Per quanto la banca centrale statunitense monitori gli sviluppi economici, risulta difficile cambiare rotta una volta stabilito un determinato corso politico. Nel dicembre del 2015, ad esempio, aumentò i tassi anche se l'inflazione core era ben al di sotto del target e gli indicatori anticipatori segnalavano una contrazione economica.
Per contro, la Banca Centrale Europea pare molto più riluttante a procedere verso un inasprimento della sua politica. Più contrastanti appaiono le prospettive per la Banca Centrale Cinese, che deve trovare un equilibrio tra la debolezza dell'economia e l'aumento dell'inflazione.
Storicamente, all'inizio di un ciclo di inasprimento monetario negli Stati Uniti, i rendimenti azionari scendono al di sotto della media di lungo termine, sebbene la performance tenda a restare positiva. Eventuali improvvisi cali dei prezzi o aumenti della volatilità dei mercati sono solitamente di breve durata, anche se talvolta possono essere gravi.
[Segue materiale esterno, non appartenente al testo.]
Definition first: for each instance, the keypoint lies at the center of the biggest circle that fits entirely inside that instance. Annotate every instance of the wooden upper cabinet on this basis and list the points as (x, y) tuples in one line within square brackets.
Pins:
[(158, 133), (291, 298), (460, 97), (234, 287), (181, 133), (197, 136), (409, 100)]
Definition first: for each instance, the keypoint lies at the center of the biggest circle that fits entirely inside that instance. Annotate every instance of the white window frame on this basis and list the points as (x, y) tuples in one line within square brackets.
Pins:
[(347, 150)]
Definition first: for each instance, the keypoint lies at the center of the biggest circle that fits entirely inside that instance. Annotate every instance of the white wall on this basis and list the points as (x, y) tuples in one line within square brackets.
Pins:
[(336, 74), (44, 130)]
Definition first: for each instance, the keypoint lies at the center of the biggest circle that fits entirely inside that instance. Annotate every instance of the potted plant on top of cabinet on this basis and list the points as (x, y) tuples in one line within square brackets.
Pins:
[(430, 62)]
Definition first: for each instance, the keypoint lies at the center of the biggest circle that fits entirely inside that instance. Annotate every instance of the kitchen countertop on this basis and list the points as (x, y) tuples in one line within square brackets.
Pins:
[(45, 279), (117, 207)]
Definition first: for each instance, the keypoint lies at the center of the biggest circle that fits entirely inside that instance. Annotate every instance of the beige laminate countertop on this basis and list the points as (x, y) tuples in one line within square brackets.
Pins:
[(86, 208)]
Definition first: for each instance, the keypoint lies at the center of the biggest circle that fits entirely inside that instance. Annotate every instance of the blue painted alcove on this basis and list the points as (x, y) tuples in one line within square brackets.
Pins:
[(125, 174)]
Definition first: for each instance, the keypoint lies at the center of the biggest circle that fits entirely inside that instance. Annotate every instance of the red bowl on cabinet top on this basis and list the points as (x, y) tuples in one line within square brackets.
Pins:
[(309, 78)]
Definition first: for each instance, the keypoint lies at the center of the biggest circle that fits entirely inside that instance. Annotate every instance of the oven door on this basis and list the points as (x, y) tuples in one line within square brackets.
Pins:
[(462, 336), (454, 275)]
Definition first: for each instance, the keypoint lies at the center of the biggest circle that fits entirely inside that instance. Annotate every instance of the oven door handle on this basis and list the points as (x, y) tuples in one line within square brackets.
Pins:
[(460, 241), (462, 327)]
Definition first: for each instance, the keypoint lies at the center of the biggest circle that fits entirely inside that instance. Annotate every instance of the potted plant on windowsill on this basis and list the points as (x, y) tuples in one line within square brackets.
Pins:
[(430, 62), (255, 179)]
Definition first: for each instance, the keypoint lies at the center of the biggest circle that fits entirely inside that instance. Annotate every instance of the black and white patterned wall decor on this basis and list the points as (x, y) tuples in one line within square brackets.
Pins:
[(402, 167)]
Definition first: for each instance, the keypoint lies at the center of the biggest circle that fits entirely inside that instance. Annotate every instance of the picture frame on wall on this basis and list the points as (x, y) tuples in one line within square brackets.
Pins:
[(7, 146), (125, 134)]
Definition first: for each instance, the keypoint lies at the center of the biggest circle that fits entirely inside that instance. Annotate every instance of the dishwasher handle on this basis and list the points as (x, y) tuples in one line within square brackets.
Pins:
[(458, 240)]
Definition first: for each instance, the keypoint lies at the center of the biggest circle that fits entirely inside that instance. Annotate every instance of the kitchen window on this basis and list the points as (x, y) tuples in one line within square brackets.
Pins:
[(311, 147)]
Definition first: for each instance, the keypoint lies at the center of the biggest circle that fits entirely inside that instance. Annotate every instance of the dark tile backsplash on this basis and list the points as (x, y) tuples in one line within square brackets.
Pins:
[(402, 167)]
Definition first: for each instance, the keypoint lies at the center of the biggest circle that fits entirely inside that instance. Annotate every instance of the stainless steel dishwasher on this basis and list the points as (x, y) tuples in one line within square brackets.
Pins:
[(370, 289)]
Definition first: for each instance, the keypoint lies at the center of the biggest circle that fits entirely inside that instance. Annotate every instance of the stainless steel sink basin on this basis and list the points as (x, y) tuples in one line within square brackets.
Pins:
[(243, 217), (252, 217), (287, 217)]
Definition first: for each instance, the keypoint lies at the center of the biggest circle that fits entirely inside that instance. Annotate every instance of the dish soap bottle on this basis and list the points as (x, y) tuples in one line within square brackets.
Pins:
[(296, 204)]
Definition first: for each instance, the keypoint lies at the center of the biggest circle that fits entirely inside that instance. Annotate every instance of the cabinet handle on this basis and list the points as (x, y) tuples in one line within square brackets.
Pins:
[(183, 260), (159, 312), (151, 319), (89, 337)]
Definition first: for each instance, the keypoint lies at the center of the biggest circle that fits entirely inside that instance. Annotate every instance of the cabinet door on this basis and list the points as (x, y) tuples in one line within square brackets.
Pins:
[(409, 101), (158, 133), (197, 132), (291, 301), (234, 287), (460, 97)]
Ma l'avvertimento resta valido: i prezzi delle attività sono elevati dopo un decennio di Quantitative Easing e denaro a basso costo nonché di aumento della domanda di attività finanziarie da parte di una popolazione che invecchia. È vero che rimangono svariate sacche di valore (ad esempio energia, estrazione mineraria, proprietà immobiliari cinesi, azioni brasiliane e turche), ma molte di queste attività non sono accessibili a tutti gli investitori. Gli investimenti, invece, sono diventati ormai una questione di individuazione dell’attrattiva relativa. Ciononostante, come disse una volta l'ex presidente della Fed Alan Greenspan: "La storia non è stata gentile con le conseguenze di lunghi periodi di bassi premi di rischio".